Часов четырнадцать на нём – как по цене, так и по времени – почти то же самое, что и на поезде, но зато нет там этих… стыков… занудно, муторно и… что, о чём, и выразить непросто… ну, словом, если вошёл ты в вагон, сел на своё место, поезд дёрнулся, залязгал и начал набирать скорость, а ты на остающееся за вагонным окном глянул и, кем-то подначенный будто, сморозил глупость – произнёс – вслух, про себя ли – такое в тот момент: мол, я поеду и убью, – то ничего другого после и не жди, ничего другого за весь путь, каким бы долгим он ни оказался, колёса поезда тебе не скажут, как ни перечь, как ни противься им, одно заладят: дескать, поедешь и убьёшь, – а вот поэтому и лучше: не гадай без толку, от кого он исходит, согласись с советом тихим, явно слышишь который во время стоянок, или как я – когда торчал за вермутом в буфете, и смени транспорт, ногами ли ступай, проветрись, остуди голову, чтобы не сделаться до сроку одержимым, чтобы – потом, когда всё обмозгуешь досконально, и каждый шаг, как я сейчас, только тогда, – вот мнение моё… А там…
С ветки на ветку юрко перескакивая, перелетая низко с дерева на дерево, преследуют давно уже его две ронжи. Утомили, намозолили глаза.

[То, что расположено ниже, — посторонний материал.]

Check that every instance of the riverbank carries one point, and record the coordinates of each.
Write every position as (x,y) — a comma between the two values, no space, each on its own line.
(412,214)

А там, на этом «Метеоре», во-первых, волны долбят вразнобой – мысли дробятся – в целое их не собрать, как ни старайся, а если и соберёшь, так тут топляк внезапно саданётся под водой о корпус судна – и все твои, как ты бы ни твердил, ни повторял на тысячу ладов их, «поеду-да» и «да-убью» переиначатся на «н-не-е» – и: не убьёшь, и: просто не поедешь… А во-вторых, что, может, тоже что-нибудь да значит: поездом в ночь, а по Ислени – днём до Елисейска, а день есть день – трезвит немного… чтобы не так уж: голову-то не сломя… Так вот, а с пристани когда сошёл, воздух втянул в себя и говорю на выдохе: «Ну, слава Богу, вроде бы добрался», – сказал и вижу: как он стоял, так и стоит – про Елисейск я, – в нём ничего не изменилось… деревья разве подросли, тополь – тот в росте скор, проворен, как сорняк, – на нём заметно; машин прибавилось, а от машин на улицах – и пыли… ещё и сушь – чуть только ветерок – клубом взметается… и вроде – лозунгов – тех будто больше, что ли, стало… как-то заплатистей, пестрее… или отвык, дак показалось, хотя и там… но там внимания не обращаешь – как на себя… или – на робу… да вот ещё, было забыл, а ты, наверное, ещё и не слыхала: над перекрёстком Баумана и Иоффе теперь сигналит светофор, так что… не знаю… красный – туда-сюда ещё, зелёный – тоже вроде ладно, а жёлтый вот… что-то двоякое – как и со мной уже давненько… Я не люблю его, наш город, – но тут не так, наверное… тут как-то по-другому: я чаще не люблю его, чем… даже и не знаю… А без тебя и вовсе – пуст он, как иногда душа моя, когда она что есть, что её нет… вот и сейчас… пока не выпил…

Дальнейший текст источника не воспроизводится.